Daily Git diff into S3
29 July 2024
One thing I need for a future project is a way to collect all the changes in a
Git repository (on a specific branch) and store them in some place such as S3
bucket. I thought about it extensively and came with such a solution you can
find on the diagram below. Firstly, we have a CodeCommit repository (for
simplicity but it can be GitHub or anything else). A task in ECS will clone the
repository, create a diff on the develop branch between HEAD
and last run and
store it in S3. The commit hash will be stored in SSM Parameter Store (DynamoDB
would be too much complexity or even cost). So for run n+1
-th the hash found
in SSM Parameter will be HEAD
of the n
-th run. In case the parameter does
not exist, we will use a generated hash of empty repository (will describe it
soon).
The task will be scheduled by EventBridge scheduler. ECS Task, VPC, S3, ECR and Docker image will all be prepared already in the infrastructure. The event will only need to trigger the task with appropriate environment variables.
I updated this project with example on how to connect to GitHub! Find the new post here
Base infrastructure
I will skip the code for network infrastructure as it's available in the repository for this project. I created a VPC with one public subnet, Internet Gateway and a default security group that allows full outbound traffic, so this is a pretty standard setup. I also created an empty ECS cluster with a name - it also doesn't need any special parameters. I also created a CodeCommit repository with a variable name. This is also nothing difficult. This will be the repository where we will store our code for creating diffs. It can also act as a mirror for GitHub, Bitbucket or GitLab.
# This is all the networking infrastructure
# See https://github.com/ppabis/git-diff-to-s3/tree/main/vpc
module "vpc" {
source = "./vpc"
}
resource "aws_ecs_cluster" "cluster" {
name = "GitDiffCluster"
}
variable "repo_name" {
description = "The name of the repository"
type = string
}
resource "aws_codecommit_repository" "CodeCommitRepo" {
repository_name = var.repo_name
}
Next, I created a module, ecr
, that will hold a new Docker image that we will
build and push to the ECR repository. The image will pack the script that will
be called on startup and read environment variables. But for now we will keep it
simple and just create an ECR repository with some outputs.

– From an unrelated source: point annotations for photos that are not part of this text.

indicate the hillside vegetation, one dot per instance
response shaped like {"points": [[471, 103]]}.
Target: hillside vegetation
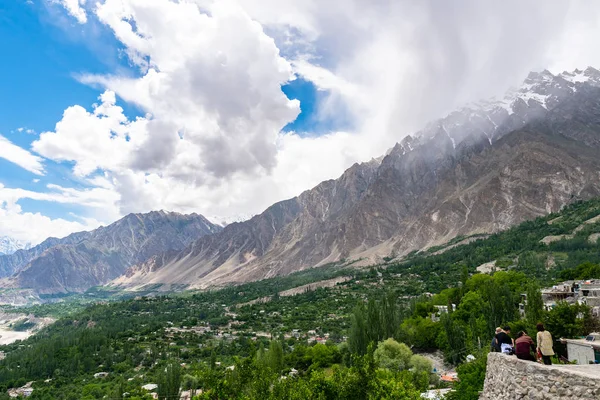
{"points": [[328, 342]]}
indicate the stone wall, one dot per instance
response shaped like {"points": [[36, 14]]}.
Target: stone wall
{"points": [[507, 377]]}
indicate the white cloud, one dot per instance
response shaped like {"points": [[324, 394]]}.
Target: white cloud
{"points": [[18, 225], [211, 76], [20, 157], [35, 227], [74, 7]]}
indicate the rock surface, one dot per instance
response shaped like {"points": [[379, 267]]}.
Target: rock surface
{"points": [[507, 377]]}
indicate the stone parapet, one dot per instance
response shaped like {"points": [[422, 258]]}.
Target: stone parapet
{"points": [[507, 377]]}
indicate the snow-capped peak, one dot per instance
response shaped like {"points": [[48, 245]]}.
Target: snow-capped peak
{"points": [[224, 221], [9, 245], [539, 93]]}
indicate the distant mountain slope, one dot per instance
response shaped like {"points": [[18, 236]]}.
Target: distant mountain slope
{"points": [[9, 245], [86, 259], [481, 169]]}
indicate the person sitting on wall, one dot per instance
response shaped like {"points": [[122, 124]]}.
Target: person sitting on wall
{"points": [[495, 347], [504, 340], [544, 339], [524, 346]]}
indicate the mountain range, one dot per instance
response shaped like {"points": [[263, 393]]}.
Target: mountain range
{"points": [[481, 169], [85, 259]]}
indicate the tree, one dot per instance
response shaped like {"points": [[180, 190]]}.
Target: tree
{"points": [[455, 339], [534, 309], [213, 360], [393, 355], [421, 364], [358, 331], [389, 316], [169, 382], [471, 377], [275, 356], [373, 322]]}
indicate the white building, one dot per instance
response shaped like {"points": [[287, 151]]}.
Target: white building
{"points": [[584, 351]]}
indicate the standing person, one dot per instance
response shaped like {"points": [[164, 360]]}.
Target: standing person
{"points": [[495, 347], [524, 346], [504, 340], [544, 339]]}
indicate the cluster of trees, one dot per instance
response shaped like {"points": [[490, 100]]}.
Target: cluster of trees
{"points": [[130, 339]]}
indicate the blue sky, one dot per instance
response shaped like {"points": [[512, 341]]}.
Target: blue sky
{"points": [[364, 78], [45, 52]]}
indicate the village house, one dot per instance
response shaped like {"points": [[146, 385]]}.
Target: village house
{"points": [[584, 351]]}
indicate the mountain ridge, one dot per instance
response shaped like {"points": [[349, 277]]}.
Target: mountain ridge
{"points": [[532, 156], [85, 259]]}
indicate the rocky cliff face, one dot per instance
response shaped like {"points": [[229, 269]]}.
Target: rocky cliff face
{"points": [[481, 169], [86, 259]]}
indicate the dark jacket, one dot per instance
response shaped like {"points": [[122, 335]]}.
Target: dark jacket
{"points": [[523, 348], [502, 338]]}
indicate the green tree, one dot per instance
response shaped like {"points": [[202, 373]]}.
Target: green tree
{"points": [[455, 339], [393, 355], [275, 356], [357, 338], [534, 309], [389, 316], [374, 331], [169, 382], [471, 377]]}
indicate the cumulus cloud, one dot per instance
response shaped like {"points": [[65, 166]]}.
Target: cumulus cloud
{"points": [[17, 224], [21, 157], [210, 76], [75, 8]]}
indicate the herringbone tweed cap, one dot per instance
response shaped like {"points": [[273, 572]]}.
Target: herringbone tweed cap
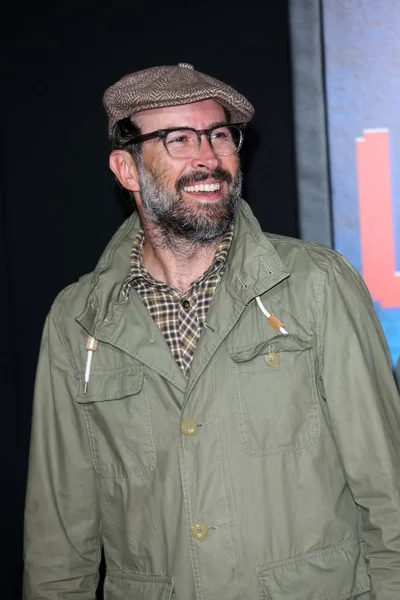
{"points": [[170, 86]]}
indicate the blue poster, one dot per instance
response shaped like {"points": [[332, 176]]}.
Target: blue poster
{"points": [[362, 69]]}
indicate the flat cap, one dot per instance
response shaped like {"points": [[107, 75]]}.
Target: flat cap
{"points": [[158, 87]]}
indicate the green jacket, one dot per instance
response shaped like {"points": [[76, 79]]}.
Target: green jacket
{"points": [[283, 483]]}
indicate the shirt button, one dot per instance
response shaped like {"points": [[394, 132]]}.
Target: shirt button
{"points": [[189, 426], [199, 531], [272, 359], [186, 305]]}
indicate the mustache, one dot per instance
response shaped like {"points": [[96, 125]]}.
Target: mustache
{"points": [[197, 177]]}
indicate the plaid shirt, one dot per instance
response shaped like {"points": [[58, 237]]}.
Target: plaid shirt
{"points": [[180, 316]]}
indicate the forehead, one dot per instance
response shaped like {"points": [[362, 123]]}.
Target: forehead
{"points": [[199, 115]]}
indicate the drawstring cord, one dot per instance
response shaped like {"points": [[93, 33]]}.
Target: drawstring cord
{"points": [[91, 347], [272, 320]]}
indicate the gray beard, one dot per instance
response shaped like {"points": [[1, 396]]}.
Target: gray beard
{"points": [[177, 222]]}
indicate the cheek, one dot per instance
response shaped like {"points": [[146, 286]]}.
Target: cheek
{"points": [[231, 164]]}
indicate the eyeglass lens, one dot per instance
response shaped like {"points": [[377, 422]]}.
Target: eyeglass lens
{"points": [[184, 143]]}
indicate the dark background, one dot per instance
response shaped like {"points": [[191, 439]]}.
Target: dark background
{"points": [[59, 206]]}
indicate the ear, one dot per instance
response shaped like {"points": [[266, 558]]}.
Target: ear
{"points": [[124, 168]]}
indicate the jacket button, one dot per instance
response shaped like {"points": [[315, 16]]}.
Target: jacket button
{"points": [[186, 305], [272, 359], [199, 531], [189, 426]]}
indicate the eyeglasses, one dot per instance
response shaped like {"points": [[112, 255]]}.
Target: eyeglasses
{"points": [[184, 142]]}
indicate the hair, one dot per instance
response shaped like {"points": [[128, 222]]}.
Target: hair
{"points": [[122, 133]]}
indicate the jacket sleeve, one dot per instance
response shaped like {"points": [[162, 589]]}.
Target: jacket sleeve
{"points": [[62, 545], [364, 409]]}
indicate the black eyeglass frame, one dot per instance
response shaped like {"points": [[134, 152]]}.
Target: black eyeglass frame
{"points": [[162, 134]]}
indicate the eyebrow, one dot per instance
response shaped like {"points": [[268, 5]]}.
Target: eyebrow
{"points": [[210, 126]]}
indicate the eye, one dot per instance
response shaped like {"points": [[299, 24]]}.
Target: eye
{"points": [[222, 134], [178, 138]]}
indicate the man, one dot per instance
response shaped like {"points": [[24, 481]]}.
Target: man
{"points": [[214, 407]]}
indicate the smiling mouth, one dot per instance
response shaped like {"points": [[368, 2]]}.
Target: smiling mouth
{"points": [[203, 187]]}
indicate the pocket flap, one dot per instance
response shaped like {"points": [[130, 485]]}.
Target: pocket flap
{"points": [[280, 343], [146, 587], [113, 384], [336, 572]]}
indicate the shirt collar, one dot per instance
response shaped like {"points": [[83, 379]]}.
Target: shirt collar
{"points": [[138, 270]]}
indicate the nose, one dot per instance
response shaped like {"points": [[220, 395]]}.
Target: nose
{"points": [[205, 159]]}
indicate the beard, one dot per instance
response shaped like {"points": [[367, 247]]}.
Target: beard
{"points": [[177, 221]]}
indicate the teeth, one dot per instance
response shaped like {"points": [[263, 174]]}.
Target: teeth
{"points": [[207, 187]]}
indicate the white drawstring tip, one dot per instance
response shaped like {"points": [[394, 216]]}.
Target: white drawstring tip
{"points": [[272, 320], [91, 347]]}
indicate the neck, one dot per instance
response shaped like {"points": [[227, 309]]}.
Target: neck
{"points": [[177, 261]]}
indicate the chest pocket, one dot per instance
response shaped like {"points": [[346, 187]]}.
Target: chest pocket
{"points": [[276, 398], [118, 422]]}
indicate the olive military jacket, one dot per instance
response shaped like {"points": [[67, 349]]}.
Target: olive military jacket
{"points": [[272, 472]]}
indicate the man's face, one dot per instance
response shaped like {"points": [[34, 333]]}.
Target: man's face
{"points": [[168, 197]]}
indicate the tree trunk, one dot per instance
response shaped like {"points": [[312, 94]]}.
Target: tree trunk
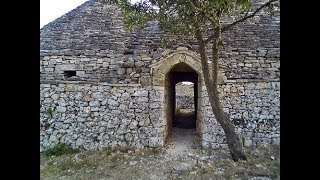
{"points": [[210, 79]]}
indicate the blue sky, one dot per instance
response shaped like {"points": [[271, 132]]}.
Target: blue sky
{"points": [[52, 9]]}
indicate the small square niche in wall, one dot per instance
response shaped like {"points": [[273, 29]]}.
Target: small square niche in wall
{"points": [[68, 74]]}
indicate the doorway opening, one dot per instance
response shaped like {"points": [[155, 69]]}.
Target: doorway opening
{"points": [[181, 115], [184, 114]]}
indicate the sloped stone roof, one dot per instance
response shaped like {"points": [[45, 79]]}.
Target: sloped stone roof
{"points": [[92, 26]]}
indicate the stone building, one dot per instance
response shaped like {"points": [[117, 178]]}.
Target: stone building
{"points": [[104, 86]]}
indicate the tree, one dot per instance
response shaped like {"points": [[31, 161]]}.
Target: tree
{"points": [[203, 20]]}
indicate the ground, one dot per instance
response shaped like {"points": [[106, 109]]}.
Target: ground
{"points": [[181, 158]]}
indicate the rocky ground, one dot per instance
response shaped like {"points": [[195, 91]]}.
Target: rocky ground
{"points": [[182, 158]]}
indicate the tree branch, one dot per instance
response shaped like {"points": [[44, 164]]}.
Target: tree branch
{"points": [[240, 20], [247, 16]]}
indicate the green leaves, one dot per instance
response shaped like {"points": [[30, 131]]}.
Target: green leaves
{"points": [[184, 16]]}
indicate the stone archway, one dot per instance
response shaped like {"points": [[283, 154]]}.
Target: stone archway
{"points": [[181, 65]]}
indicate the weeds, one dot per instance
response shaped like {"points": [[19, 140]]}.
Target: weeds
{"points": [[59, 150]]}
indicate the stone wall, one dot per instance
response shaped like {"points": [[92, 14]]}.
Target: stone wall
{"points": [[254, 108], [97, 115], [93, 41]]}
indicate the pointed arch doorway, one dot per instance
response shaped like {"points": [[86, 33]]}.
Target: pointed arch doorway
{"points": [[175, 68]]}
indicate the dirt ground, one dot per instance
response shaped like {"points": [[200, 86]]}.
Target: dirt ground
{"points": [[181, 158]]}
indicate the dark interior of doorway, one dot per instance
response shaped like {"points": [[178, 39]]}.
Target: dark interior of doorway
{"points": [[182, 72]]}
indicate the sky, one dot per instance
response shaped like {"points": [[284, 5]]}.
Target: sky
{"points": [[53, 9]]}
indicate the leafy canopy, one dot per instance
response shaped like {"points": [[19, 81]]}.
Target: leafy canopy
{"points": [[182, 16]]}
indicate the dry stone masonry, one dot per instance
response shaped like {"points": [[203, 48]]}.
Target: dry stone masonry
{"points": [[104, 86]]}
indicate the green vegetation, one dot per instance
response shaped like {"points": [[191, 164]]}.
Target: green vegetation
{"points": [[59, 150]]}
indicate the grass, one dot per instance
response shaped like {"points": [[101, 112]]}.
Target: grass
{"points": [[59, 150]]}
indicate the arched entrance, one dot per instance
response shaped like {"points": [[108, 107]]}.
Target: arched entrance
{"points": [[177, 67]]}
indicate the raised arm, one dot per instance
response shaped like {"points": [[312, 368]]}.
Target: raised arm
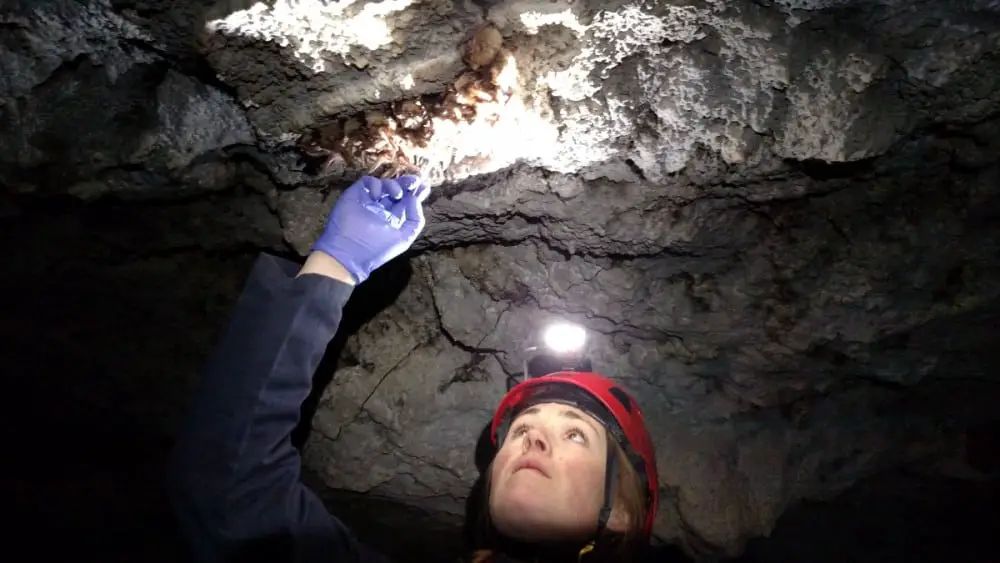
{"points": [[234, 475]]}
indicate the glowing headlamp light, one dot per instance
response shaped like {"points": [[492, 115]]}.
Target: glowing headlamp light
{"points": [[564, 338]]}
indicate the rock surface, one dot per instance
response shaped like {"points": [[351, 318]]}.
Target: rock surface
{"points": [[778, 219]]}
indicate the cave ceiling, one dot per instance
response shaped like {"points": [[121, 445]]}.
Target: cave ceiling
{"points": [[777, 219]]}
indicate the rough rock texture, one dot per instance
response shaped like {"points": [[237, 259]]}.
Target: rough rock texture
{"points": [[778, 219]]}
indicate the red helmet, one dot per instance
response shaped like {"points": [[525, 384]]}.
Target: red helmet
{"points": [[600, 397]]}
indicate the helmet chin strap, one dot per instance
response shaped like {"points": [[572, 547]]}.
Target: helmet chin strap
{"points": [[610, 479]]}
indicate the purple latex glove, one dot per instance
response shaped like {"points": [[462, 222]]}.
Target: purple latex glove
{"points": [[372, 222]]}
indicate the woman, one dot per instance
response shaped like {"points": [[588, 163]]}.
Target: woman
{"points": [[573, 475]]}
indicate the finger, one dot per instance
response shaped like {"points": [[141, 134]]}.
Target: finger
{"points": [[409, 182], [392, 189], [414, 212], [422, 192], [374, 187]]}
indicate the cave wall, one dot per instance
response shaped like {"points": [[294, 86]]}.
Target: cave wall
{"points": [[777, 219]]}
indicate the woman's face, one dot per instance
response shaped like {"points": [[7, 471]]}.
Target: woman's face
{"points": [[547, 481]]}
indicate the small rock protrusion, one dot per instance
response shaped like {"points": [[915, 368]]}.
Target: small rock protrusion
{"points": [[482, 47]]}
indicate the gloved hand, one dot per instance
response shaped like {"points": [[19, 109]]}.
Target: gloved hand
{"points": [[372, 222]]}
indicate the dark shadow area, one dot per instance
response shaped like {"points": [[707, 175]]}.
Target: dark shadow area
{"points": [[896, 517], [81, 482]]}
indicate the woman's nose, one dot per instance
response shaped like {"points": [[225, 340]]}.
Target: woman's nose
{"points": [[534, 439]]}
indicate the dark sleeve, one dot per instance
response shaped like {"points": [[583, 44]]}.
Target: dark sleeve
{"points": [[234, 475]]}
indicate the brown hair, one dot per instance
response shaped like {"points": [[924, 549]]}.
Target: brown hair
{"points": [[630, 498]]}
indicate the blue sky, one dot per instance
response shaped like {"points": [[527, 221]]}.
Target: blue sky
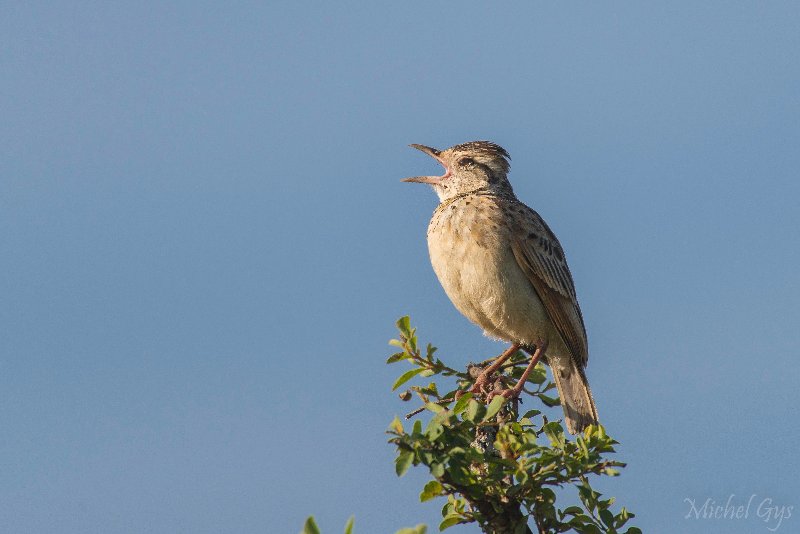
{"points": [[206, 243]]}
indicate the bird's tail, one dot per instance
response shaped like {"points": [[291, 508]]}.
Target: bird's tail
{"points": [[576, 397]]}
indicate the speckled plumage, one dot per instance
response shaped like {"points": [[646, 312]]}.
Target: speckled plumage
{"points": [[504, 269]]}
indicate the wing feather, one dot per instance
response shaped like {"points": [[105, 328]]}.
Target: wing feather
{"points": [[541, 257]]}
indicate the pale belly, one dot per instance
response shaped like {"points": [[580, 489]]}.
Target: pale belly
{"points": [[474, 262]]}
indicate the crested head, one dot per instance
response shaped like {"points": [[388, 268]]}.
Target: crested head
{"points": [[473, 166]]}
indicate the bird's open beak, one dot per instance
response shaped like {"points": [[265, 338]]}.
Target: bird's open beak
{"points": [[432, 152]]}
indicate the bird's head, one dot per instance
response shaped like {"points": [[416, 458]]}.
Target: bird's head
{"points": [[477, 165]]}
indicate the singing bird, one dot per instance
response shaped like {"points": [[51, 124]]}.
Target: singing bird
{"points": [[504, 269]]}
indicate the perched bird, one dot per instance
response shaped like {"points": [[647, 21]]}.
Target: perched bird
{"points": [[504, 269]]}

resource "aws_ecr_repository" "ecr_image" {
name = "pabiseu/gitdiff"
force_delete = true
}
output "repository" {
value = aws_ecr_repository.ecr_image.repository_url
}
output "repository_arn" {
value = aws_ecr_repository.ecr_image.arn
}
One very important thing is to create correct IAM permissions. For ECS we need
two roles: task role and execution role. The execution role will probably only
need ECR access to pull the image. The task role on the other hand is what our
application needs to run - so we will need CodeCommit read access, S3 write and
SSM read and write access. I will also add logs configuration so it's easier to
debug in case something happens. I placed the following files in another iam
module.
Task role
The first file is the task role. It will allow the ECS container to perform calls to AWS - read/write SSM Parameters, clone CodeCommit repository and write logs.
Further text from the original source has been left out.